When you become a father your first thoughts are probably not focused on your legal rights as a father. Sometimes relationships do not progress as once believed and fathers in Texas and outside of Texas are forced to think about fathers' rights. In some circumstances, fathers are forced to think about their rights as fathers in foreign jurisdictions outside of the United States. One American father who lives in Japan has ridden his bike 1,500 kilometers to raise awareness about fathers' rights and child custody.
The American father has a 6-year-old son and lives in Japan, and the 45-year-old American father has been separated from his son's Japanese mother since the boy was age 2. In Japan one parent is given sole custody and normally the parent that receives sole custody is the mother. For many sons and fathers in Japan the father-son relationship often stops when the parents break up.

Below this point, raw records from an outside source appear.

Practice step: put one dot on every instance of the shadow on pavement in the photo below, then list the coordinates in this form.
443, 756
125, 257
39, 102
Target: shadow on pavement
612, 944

Fortunately, the American father is allowed to see his son but only gets to visit his son for five hours every six weeks. The five hours of visitation time was the maximum allowed under the father's divorce settlement and the American father only learned about Japanese child custody law halfway through his divorce proceedings. In order to visit his son, the father takes an overnight bus.
The father would prefer the system to be similar to the American system where parental rights are more equal. To raise awareness about the issue, the father rode 1,500 kilometers on his bike and spoke with government officials about the issue along the way. He advocated for officials to support Japan's implementation of the Hague Convention which is an international treaty that guarantees parents equal access to their children.
This is one father trying to expand the rights of all fathers everywhere.